A Lawsuit Against Perplexity Calls Out Fake News AI Hallucinations

Perplexity did not respond to requests for comment.

In a statement emailed to WIRED, News Corp chief executive Robert Thomson compared Perplexity unfavorably to OpenAI. “We applaud principled companies like OpenAI, which understands that integrity and creativity are essential if we are to realize the potential of Artificial Intelligence,” the statement says. “Perplexity is not the only AI company abusing intellectual property and it is not the only AI company that we will pursue with vigor and rigor. We have made clear that we would rather woo than sue, but, for the sake of our journalists, our writers and our company, we must challenge the content kleptocracy.”
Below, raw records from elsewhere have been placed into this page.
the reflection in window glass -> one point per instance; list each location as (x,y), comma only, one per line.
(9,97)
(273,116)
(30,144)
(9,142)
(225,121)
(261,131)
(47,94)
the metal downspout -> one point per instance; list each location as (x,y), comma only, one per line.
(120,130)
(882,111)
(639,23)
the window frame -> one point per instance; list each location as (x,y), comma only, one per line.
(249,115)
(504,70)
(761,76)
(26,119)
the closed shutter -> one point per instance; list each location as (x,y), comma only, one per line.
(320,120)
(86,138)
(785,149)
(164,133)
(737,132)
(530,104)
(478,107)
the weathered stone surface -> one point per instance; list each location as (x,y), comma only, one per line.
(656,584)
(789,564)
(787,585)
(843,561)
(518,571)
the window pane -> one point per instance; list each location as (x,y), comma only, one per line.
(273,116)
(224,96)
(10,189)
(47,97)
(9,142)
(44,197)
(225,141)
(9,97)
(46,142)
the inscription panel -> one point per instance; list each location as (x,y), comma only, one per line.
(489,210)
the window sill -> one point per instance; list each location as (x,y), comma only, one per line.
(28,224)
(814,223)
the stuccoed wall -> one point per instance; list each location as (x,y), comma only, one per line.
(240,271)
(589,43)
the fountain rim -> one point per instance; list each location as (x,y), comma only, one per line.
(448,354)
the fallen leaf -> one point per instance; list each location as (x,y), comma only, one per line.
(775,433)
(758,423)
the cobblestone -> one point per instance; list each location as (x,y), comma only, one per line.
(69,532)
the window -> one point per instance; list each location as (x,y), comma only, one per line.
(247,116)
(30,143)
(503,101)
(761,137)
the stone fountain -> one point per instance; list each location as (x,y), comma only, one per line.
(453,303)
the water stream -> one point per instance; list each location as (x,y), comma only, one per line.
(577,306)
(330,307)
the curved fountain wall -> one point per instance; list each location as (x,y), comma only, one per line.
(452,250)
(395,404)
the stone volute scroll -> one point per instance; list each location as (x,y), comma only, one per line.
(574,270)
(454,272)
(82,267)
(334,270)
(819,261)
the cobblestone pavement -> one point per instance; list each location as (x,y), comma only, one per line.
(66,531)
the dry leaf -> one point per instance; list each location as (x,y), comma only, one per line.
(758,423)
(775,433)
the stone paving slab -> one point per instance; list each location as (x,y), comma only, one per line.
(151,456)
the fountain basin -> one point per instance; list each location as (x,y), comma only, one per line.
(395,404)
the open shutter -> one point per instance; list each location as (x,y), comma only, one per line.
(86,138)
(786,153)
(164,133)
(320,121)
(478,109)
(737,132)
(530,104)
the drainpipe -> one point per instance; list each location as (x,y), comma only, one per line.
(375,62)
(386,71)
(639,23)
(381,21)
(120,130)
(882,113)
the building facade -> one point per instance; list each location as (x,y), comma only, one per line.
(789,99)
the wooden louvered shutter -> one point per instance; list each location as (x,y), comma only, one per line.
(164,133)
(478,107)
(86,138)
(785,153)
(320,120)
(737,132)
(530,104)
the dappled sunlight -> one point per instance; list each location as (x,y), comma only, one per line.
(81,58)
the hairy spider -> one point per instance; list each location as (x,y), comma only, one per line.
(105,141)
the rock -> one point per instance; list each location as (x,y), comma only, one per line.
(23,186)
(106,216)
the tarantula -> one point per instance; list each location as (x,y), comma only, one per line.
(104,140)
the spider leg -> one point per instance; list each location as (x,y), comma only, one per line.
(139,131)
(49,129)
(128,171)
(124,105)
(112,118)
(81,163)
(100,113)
OpenAI is facing its own accusations of trademark dilution, though. In New York Times v. OpenAI, the Times alleges that ChatGPT and Bing Chat will attribute made-up quotes to the Times, and accuses OpenAI and Microsoft of damaging its reputation through trademark dilution. In one example cited in the lawsuit, the Times alleges that Bing Chat claimed that the Times called red wine (in moderation) a “heart-healthy” food, when in fact it did not; the Times argues that its actual reporting has debunked claims about the healthfulness of moderate drinking.

“Copying news articles to operate substitutive, commercial generative AI products is unlawful, as we made clear in our letters to Perplexity and our litigation against Microsoft and OpenAI,” says NYT director of external communications Charlie Stadtlander. “We applaud this lawsuit from Dow Jones and the New York Post, which is an important step toward ensuring that publisher content is protected from this kind of misappropriation.”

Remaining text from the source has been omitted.